Als wichtigste Meinung für uns wurde aber die Auffassung der Bundeskanzlerin Angela Merkel, dass die Aussiedler für Deutschland einen Gewinn darstellen.
Wir, die Kasachstandeutschen, nehmen diese hohe Bewertung mit Dankbarkeit wahr und geben uns viel Mühe, diesen Gewinn auch als Brücke zwischen unseren Ländern noch zu vermehren, und unser noch bei weitem nicht ausgeschöpftes Potential in diesem Bereich zu nutzen.
Auf Ihrer Reise durch Kasachstan konnten Sie sich selbst über die Bedeutung der deutschen Minderheit für die bilateralen Beziehungen unserer Länder ein Bild machen.
Wir hatten mit Ihnen schon Gelegenheit, über einige für die Kasachstandeutschen wichtige Probleme unsere Visionen auszutauschen, die eigentlich unsere gemeinsamen Probleme sind, weil wir eine untrennbare Bindung zu unseren Verwandten und Freunden in Deutschland empfinden.
Die wichtigste Voraussetzung für die Zukunft unserer Minderheit sehen wir in der Konsolidierung aller Kräfte der Kasachstandeutschen in einer handlungsfähigen Vereinigung: Vertreter der Selbstorganisationen, unserer kasachstandeutschen Elite, die einen hohen sozialen Status in Kasachstan aufweist, Unternehmer, Persönlichkeiten aus Kultur und Wissenschaft. Weil die einzige Form unserer Existenz nur die solidarische Verantwortung für die Zukunft des eigenen Volkes sein kann. Als Politiker wissen Sie sehr gut, wie schwierig es ist, dieses Prinzip zu realisieren. Wir hoffen deswegen sehr, auf Ihre Hilfe und Unterstützung zurückgreifen zu können. Für die Zusammenarbeit zwischen der Bundesrepublik Deutschland und der deutschen Minderheit Kasachstans sind aus unserer Sicht drei miteinander verknüpfte Elemente von herausragender Bedeutung, die eine konsequente langfristige Strategie dieser Zusammenarbeit bedingen:

1. Für eine nachhaltige Entwicklung der deutschen Minderheit Kasachstans und die Steigerung des Ansehens unserer Selbstorganisation in der kasachischen Gesellschaft wäre sehr förderlich, wenn eine besondere Beziehung der Bundesrepublik Deutschland zur deutschen Minderheit Kasachstans auf deutscher Gesetzesebene verankert wurde. So ein Gesetz könnte spezielle Bestimmungen im Bezug auf die Angehörigen der deutschen Minderheit enthalten, die viele wichtige Fragen aus den Bereichen Familie, Bildung, Beschäftigung und Mobilität erleichternd regelten. Und zwar unabhängig von dem politischen Alltag beider Länder. Dies wäre die beste denkbare Unterstützung der Bundesrepublik für alle Kasachstandeutsche.
Wir denken, dass es notwendig ist, die rechtliche Basis der bilateralen Beziehungen zwischen Deutschland und Kasachstan weiter zu entwickeln. Einige Vereinbarungen, die vor über 20 Jahren abgeschlossen wurden, sind veraltet und sollten unter neuen Bedingungen erneuert werden. Speziell, die Vereinbarung über die Angelegenheiten der deutschen Minderheit Kasachstans könnte in dem Sinne erweitert werden, dass die Rolle der Kasachstandeutschen als Brücke zwischen unseren Ländern stärker zum Tragen kommt.
Wir haben einen Entwurf solcher Vereinbarung ausgearbeitet, die neue Möglichkeiten der Zusammenarbeit auf der Ebene der bürgerlichen Initiativen durch die aktive Einbeziehung der Kasachstandeutschen eröffnen soll.

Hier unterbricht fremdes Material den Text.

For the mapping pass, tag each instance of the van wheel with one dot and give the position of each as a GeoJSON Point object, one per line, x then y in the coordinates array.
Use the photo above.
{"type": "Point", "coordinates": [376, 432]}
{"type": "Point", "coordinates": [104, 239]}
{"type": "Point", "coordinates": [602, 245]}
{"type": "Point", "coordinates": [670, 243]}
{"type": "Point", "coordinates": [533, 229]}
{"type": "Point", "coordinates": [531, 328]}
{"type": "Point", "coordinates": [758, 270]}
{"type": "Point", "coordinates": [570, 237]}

2. Wir stehen vor einer schwierigen Aufgabe, die Modernisierung der Struktur der Selbstorganisation der Kasachstandeutschen durchzuführen. Diese Modernisierung muss: zum einen, eine breitere Einbeziehung der Mitglieder der Minderheit in die Selbstorgani-sation gewährleisten und, zum anderen, die nationale Elite als wichtigste Stütze der ganzen Arbeit der Organisation positionieren. Dazu ist es aber notwendig, dass die Elite  auch von der Bundesrepublik Deutschland als Partner betrachtet und in das BMI-Programm zur Unterstützung der deutschen Minderheit  Kasachstans als Subjekt der Kasachstandeutschen einbezogen wird. Also diese hochangesehenen kasachischen Bürger deutscher Abstammung, die tätigkeitsbedingt formell an der gesellschaftlichen Organisation nicht teilnehmen können, sich aber sehr wohl zu ihrer deutschen Abstammung bekennen.
Nur dieser Schritt kann die bis heute existierende Art der Beziehung zwischen der Bundesrepublik und der deutschen Minderheit Kasachstans ändern und die Rolle der Kasachstandeutschen als Brücke zwischen den Ländern wirklich stärken. Die primäre Orientierung des BMI-Programms auf die sozialschwächsten Schichten der Kasachstandeutschen führt zwangsläufig dazu, dass das BMI-Programm sich als soziale Förder- oder Hilfsmaßnahme verfestigt. Nur durch die Orientierung auf die nationale Elite der Kasachstandeutschen ist es möglich, dass das BMI-Programm den Rahmen der Philanthropie verlässt, in dem dieses Programm bisher abläuft und bei unveränderter Situation weiter ablaufen wird.
Eine Möglichkeit, wie es in der Praxis diese Einbeziehung der nationalen Elite zu realisieren wäre, haben wir kürzlich mit unserem Vorschlag an das BMI dargestellt. Die tatsächliche Realisierung dieses Vorschlags würde aus unserer Sicht einen enormen Schub für die deutsch-kasachischen Beziehungen geben.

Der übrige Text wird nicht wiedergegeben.